Most of our best customer relationships started with a straightforward inquiry about quality or timing, then deepened as mutual trust developed through on-time shipments and batch consistency. Repeat clients become partners, sharing the successes or setbacks they encounter in applications for 1-Ethyl-6-Hydroxy-4-Methyl-2-Oxo-1,2-Dihydropyridine-3-Carbonitrile. Their feedback sets the agenda for our process improvements and guides investment in plant upgrades or additional analytical equipment.
We have found that openness about process limitations and willingness to troubleshoot, even post-sale, keeps partnerships productive. Many of the improvements present in our current offerings grew from precisely these collaborations, where technical teams and manufacturing experts sat down to dissect issues, pinpoint root causes, and implement practical fixes.
Experience dealing with global suppliers taught us that not all supply chains treat quality, traceability, or documentation with the same rigor. Challenges we’ve encountered from outside sources include ambiguous impurity profiles, delayed shipments, or paperwork mismatches that can strand batches at customs. By controlling our process end-to-end, we sidestep these common pain points, passing those benefits to downstream users—especially when timelines are tight and regulatory checks demand airtight documentation.
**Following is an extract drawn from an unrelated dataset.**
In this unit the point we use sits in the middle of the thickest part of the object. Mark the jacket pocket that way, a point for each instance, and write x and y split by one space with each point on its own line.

Some customers initially sought lower-cost products from non-manufacturing intermediaries, only to return when faced with product recalls or failed syntheses. Long-term users value cost transparency, predictable delivery, and ease of communication—factors that don’t show up on a simple product specification sheet.
The evolution of specialty chemicals like 1-Ethyl-6-Hydroxy-4-Methyl-2-Oxo-1,2-Dihydropyridine-3-Carbonitrile does not stop at a single product launch or process update. Every year brings new applications, new industry needs, and improvements demanded by real-world users. We watch for emerging requirements from regulatory agencies, sustainability pressure from customers, and shifting research directions among our client base.
Practical advances—whether in purification, yield, packaging integrity, or supply logistics—come from hands-on engagement with both facility operations and end-users. We invest in lab upgrades, staff training, and close cooperation with both customers and upstream suppliers so that each batch meets expectations for quality, consistency, and reliability.
Our direct manufacturing experience, ongoing technical dialogue, and willingness to adapt set the tone for how we produce and deliver this vital intermediate.